# Continued fraction involving Fibonacci sequence

What is the limit of the continued fraction:

$$\cfrac{1}{1+\cfrac{1}{1+\cfrac{1}{2+\cfrac{1}{3+\cfrac{1}{5+\cfrac{1}{8+\cdots}}}}}}\$$

that involves the Fibonacci sequence terms as denominators? I've been looking for this specific continued fraction on the Internet, but I haven't been able to find anything about it. Does it converge? Is it algebraic or transcendental? Is it somehow a relevant constant? Can it be expressed in terms of $\Phi$?
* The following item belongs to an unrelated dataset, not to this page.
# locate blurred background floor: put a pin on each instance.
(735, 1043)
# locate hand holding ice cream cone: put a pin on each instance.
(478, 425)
• If you have all $1$'s as the addends, then the fraction becomes one divided by the golden ratio and its approximants are ratios of each Fibonacci number to the next one. – Oscar Lanzi Sep 3 '18 at 19:21
• I tried with the Inverse Symbolic Calculator, who said "Wow, really found nothing." So it probably can't be easily expressed in terms of $\Phi$. – Kusma Sep 3 '18 at 19:26
I can answer the converge aspect: this fraction is tricky - we have to be careful: $$1=\cfrac{1}{1}>\cfrac{1}{1+\cfrac{1}{1+\cfrac{1}{2+\cfrac{1}{3+\cfrac{1}{5+\cfrac{1}{8+\cdots}}}}}}>\frac{1}{1+something_{Big}}\approx0$$ $$\Phi>\frac35=\cfrac{1}{1+\cfrac{1}{1+\cfrac{1}{2}}}>\cfrac{1}{1+\cfrac{1}{1+\cfrac{1}{2+\cfrac{1}{3+\cfrac{1}{5+\cfrac{1}{8+\cdots}}}}}}>\cfrac{1}{1+\cfrac{1}{1}}=\frac12$$ $$\frac{53}{90}=\cfrac{1}{1+\cfrac{1}{1+\cfrac{1}{2+\cfrac{1}{3+\cfrac{1}{5}}}}}>\cfrac{1}{1+\cfrac{1}{1+\cfrac{1}{2+\cfrac{1}{3+\cfrac{1}{5+\cfrac{1}{8+\cdots}}}}}}>\cfrac{1}{1+\cfrac{1}{1+\cfrac{1}{2+\cfrac{1}{3}}}}=\frac{10}{17}$$
I think we can stop here: the result $$\in(\frac{10}{17};\frac{53}{90})<\Phi$$ . Is same to say $$\in\bbox[5px,border:2px solid blue]{(\frac{900}{1530};\frac{901}{1530})}$$